Israel wages war on Gaza population
By
Joyce Chediac
Published Dec 9, 2007 11:02 PM
It is the elephant in the living room that the participants at Annapolis
refused to see. While talking “peace” they have looked away from
the military and economic war waged on the 1.4 million Palestinian people who
live in Gaza.
Gaza is under siege. Israel, with the full backing of the U.S., has blockaded
Gaza for six months. This barren strip of beach, overcrowded with refugees
expelled from their homes in Palestine in 1948, was already the poorest and
most overcrowded part of the occupied territories. Today, the civilian
population is being slowly strangled, in violation of international law and
human decency.
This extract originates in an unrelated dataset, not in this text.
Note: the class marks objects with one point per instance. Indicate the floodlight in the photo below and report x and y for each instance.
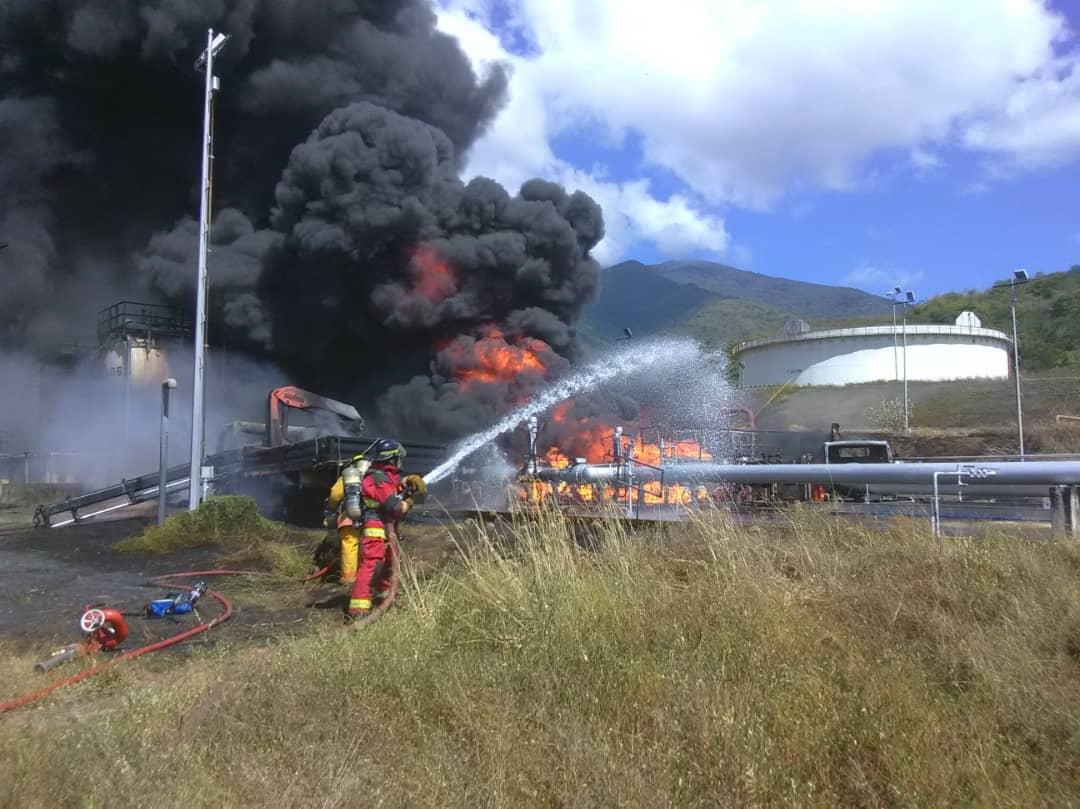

Yet it was not a topic on the Annapolis “peace”
agenda.
At the same time, Israel uses U.S.-supplied weapons to daily bomb Gaza
neighborhoods.
According to the Nov. 27 British Guardian, after six months of blockade, the
number of Gazans now depending on United Nations food handouts to survive is
1.2 million, or 86 percent of the population. The private sector recently
collapsed due to the blockade, resulting in the loss of 80,000 jobs and an
unemployment rate over 50 percent.
Israel has further reduced gasoline and diesel supplies entering Gaza, so that
every gas station is now closed. This fuel is also used for cooking stoves.
Israel plans to soon begin cutting electricity to Gaza.
Infant mortality in Gaza is now 25 per 1,000 live births, and many expect it to
climb, as Gaza is running low on medicines needed for the vulnerable. A Nov. 27
Guardian article, entitled “Sick are in the frontline as supplies and
hope drain away for isolated Gazans,” quotes the health ministry in Gaza,
which says there are no stocks left of 85 essential medicines, including
chemotherapy drugs, strong antibiotics and several psychiatric drugs. For
another 138 medications, there are stocks only for three months at most.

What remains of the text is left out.